According to the GAO website:
The U.S. Government Accountability Office (GAO) is known as “the investigative arm of Congress” and “the congressional watchdog.” GAO supports the Congress in meeting its constitutional responsibilities and helps improve the performance and accountability of the federal government for the benefit of the American people. The agency examines the use of public funds; evaluates federal programs and policies; and provides analyses, recommendations, and other data to help Congress make informed oversight, policy, and funding decisions. GAO’s commitment to good government is reflected in its core values of accountability, integrity, and reliability.
We all know Congress loves to point with pride and view with alarm, and the GAO gives them the opportunity to do both. The GAO works for Congress and its purpose is to give Congress ammunition to criticize, and this ammunition is based on the believing federal dollars are limited, so must be used “efficiently” (i.e. minimally). Since, in fact, Monetarily Sovereign federal dollars are not limited, but taxpayer dollars are limited, referring to “taxpayer” dollars provides Congress with much greater alarm for viewing.
Now, consider this GAO press release:
U.S. GOVERNMENT’S 2010 FINANCIAL REPORT SHOWS SIGNIFICANT FINANCIAL MANAGEMENT AND FISCAL CHALLENGES
WASHINGTON (December 21, 2010) – The U.S. Government Accountability Office (GAO) cannot render an opinion on the 2010 consolidated financial statements of the federal government, because of widespread material internal control weaknesses, significant uncertainties, and other limitations.
“Even though significant progress has been made since the enactment of key financial management reforms in the 1990s, our report on the U.S. government’s consolidated financial statement illustrates that much work remains to be done to improve federal financial management. Shortcomings in three areas again prevented us from expressing an opinion on the accrual-based financial statements,” said Gene Dodaro, Acting Comptroller General of the United States.
The main obstacles to a GAO opinion were: (1) serious financial management problems at the Department of Defense (DOD) that made its financial statements unauditable, (2) the federal government’s inability to adequately account for and reconcile intragovernmental activity and balances between federal agencies, and (3) the federal government’s ineffective process for preparing the consolidated financial statements.
[. . . ] Dodaro also cited material weaknesses involving an estimated $125.4 billion in improper payments, information security across government, and tax collection activities.
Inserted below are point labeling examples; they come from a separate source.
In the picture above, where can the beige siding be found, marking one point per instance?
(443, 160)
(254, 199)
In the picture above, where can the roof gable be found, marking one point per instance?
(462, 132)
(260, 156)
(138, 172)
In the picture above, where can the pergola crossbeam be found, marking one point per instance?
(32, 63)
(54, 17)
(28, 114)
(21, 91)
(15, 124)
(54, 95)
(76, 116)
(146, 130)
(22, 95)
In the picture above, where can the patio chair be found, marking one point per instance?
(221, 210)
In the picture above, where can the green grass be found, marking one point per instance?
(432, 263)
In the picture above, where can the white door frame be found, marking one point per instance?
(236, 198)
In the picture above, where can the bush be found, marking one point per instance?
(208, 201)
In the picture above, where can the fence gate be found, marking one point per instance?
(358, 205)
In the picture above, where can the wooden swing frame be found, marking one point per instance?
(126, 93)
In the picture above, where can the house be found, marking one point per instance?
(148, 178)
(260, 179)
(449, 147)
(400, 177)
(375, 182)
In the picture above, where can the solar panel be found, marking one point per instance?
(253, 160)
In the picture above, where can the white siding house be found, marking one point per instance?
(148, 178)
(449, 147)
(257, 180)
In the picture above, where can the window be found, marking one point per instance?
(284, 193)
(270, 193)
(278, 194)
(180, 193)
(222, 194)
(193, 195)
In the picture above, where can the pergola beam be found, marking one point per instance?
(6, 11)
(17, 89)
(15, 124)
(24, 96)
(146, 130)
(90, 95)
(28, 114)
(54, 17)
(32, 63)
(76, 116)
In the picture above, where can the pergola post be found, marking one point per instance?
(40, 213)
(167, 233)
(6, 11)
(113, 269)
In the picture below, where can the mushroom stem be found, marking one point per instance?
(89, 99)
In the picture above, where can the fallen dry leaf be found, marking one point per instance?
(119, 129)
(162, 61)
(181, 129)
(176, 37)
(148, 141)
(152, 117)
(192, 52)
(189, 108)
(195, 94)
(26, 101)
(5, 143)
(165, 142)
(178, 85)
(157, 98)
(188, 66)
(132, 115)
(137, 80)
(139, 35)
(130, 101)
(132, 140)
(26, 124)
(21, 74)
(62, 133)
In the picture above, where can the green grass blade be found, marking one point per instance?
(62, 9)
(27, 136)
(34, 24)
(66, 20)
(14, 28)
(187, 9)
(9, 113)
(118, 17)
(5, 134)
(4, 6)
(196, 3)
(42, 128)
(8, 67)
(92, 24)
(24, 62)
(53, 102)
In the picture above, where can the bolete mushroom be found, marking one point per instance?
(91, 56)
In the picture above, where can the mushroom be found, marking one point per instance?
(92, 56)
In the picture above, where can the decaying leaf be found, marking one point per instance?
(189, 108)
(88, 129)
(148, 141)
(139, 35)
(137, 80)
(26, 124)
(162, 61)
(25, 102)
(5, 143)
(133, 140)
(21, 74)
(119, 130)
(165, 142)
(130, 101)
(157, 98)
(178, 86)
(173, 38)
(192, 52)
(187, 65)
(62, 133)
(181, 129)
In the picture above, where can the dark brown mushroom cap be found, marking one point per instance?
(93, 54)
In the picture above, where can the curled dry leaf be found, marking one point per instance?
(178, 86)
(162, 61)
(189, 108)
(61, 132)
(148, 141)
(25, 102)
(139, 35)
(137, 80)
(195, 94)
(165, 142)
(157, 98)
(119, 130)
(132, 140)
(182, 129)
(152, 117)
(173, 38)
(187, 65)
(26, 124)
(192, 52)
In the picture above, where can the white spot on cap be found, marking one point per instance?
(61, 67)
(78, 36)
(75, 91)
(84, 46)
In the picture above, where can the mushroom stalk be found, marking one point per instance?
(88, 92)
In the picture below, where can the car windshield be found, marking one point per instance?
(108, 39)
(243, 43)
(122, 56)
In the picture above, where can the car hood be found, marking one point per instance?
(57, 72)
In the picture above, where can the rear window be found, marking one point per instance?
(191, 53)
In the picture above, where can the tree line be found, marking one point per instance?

He noted that three major agencies—DOD, the Department of Homeland Security, and the Department of Labor—did not get clean opinions.
Not only does this report provide Congress with plenty of ammunition to view with alarm, but more importantly (for the GAO), it demonstrates the importance of the GAO. One almost can hear Congress sighing, “Thank God for the GAO.”
In short, it is in the GAO’s interest to make its reports seem as troubling as possible. The more grim its revelations, the more likely will the GAO receive increased funding, and the more likely will Comptroller General, Gene L. Dodaro, not only keep his job, but be hailed by Congress as a true guardian of the public domain. Imagine Mr. Dodaro coming before Congress and saying, “Everything is O.K.” They’d boot him out of town.
So why should Mr. Dodaro state concern about federal dollars, when the federal government has the unlimited ability to create dollars? Who cares about saving something that is endlessly available? Better he should talk about “taxpayer” dollars, and give the (false) impression innocent Americans are being injured by federal spending.
The myth of federal deficits and debt benefits so many vested interests, is here any wonder the plain facts are ignored?
Rodger Malcolm Mitchell
No nation can tax itself into prosperity, nor grow without money growth.